Der erste Kreativ-Schub ist vorüber. Die Autoren reden noch ein wenig über den Choleriker, über Fahrstile und Autogeräusche, die Heiko Seidel, Mitglied des Kom­(m)ödchen-Ensembles, sicher liebend gern einbauen würde. Weiter ins Detail gehen die beiden nicht. Die Szene ist geboren, die Kulisse steht, die Figuren sind gefunden – doch was sie genau sprechen werden, entscheidet nur noch einer der Autoren. „Schreiben kann man nicht zusammen“, sagt Maier-Bode, „jeder hat die Figur ja ein bisschen anders im Kopf, wenn man sich darüber beim Schreiben einigen müsste, wäre die Szene schon kaputt.“ Jacobs nickt. „Bei Figuren darf man keine Kompromisse machen“, sagt er, „wir sind beide uneitel genug, eine gemeinsame Idee dann nur einem von uns zu überlassen.“

Natürlich funktioniert das auch, weil die Autoren einander schon lange kennen. Im Kom(m)ödchen haben sie einander vor mehr als 20 Jahren kennen gelernt – bei einem Programm zu 50 Jahren NRW. Beide sind Rheinländer: Maier-Bode stammt aus Neuss, Jacobs aus Mönchengladbach. Beide haben schon als Schüler geschrieben. Dietmar Jacobs verfasste sein erstes Stück über drei Polizisten und eine neue Uniform mit elf, Maier-Bodes erstes Werk handelte von einem löchrigen Eimer, und er war zehn, als er damit auftrat. Heute ist Dietmar Jacobs einer der gefragtesten Kabarettautoren der Republik. Er hat für Leute wie Didi Hallervorden und Jochen Busse geschrieben, für seine Mitarbeit an der Serie „Stromberg“ bekam er einen Grimme-Preis, heute schreibt er regelmäßig etwa für Sendungen wie „Extra3“ und die „ZDF heute-Show“. Maier-Bode ist festes Mitglied des Kom(m)ödchen-Ensembles, ist also nicht nur Autor, sondern steht auch auf der Bühne. Geballter Humor.

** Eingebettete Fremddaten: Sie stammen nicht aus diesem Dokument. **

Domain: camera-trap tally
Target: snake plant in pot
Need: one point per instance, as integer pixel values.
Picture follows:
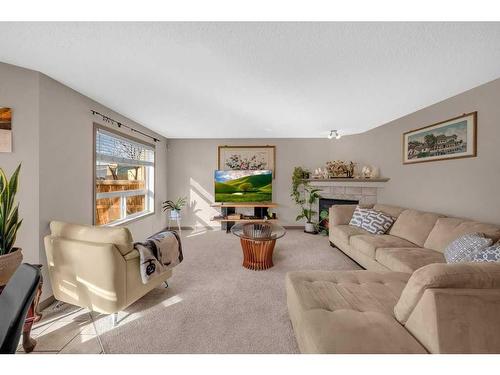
(10, 256)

 Martin Maier-Bode (l.) und Dietmar Jacobs sprechen über eine Idee.

Martin Maier-Bode (l.) und Dietmar Jacobs sprechen über eine Idee.

Foto: nein/Bretz
  Jetzt gibt’s was zu lachen: die Pointe ist gefunden.

 Jetzt gibt’s was zu lachen: die Pointe ist gefunden.

Foto: nein/Bretz

Doch weil Lustigsein ernste Arbeit ist, machen die beiden jetzt weiter, schieben „Quickie“-Zettel hin und her, um die Dramaturgie des Abends zu entwerfen. Als nächste ist das „Thunberg Tuning“ an der Reihe. Aber davon mehr – im Theater.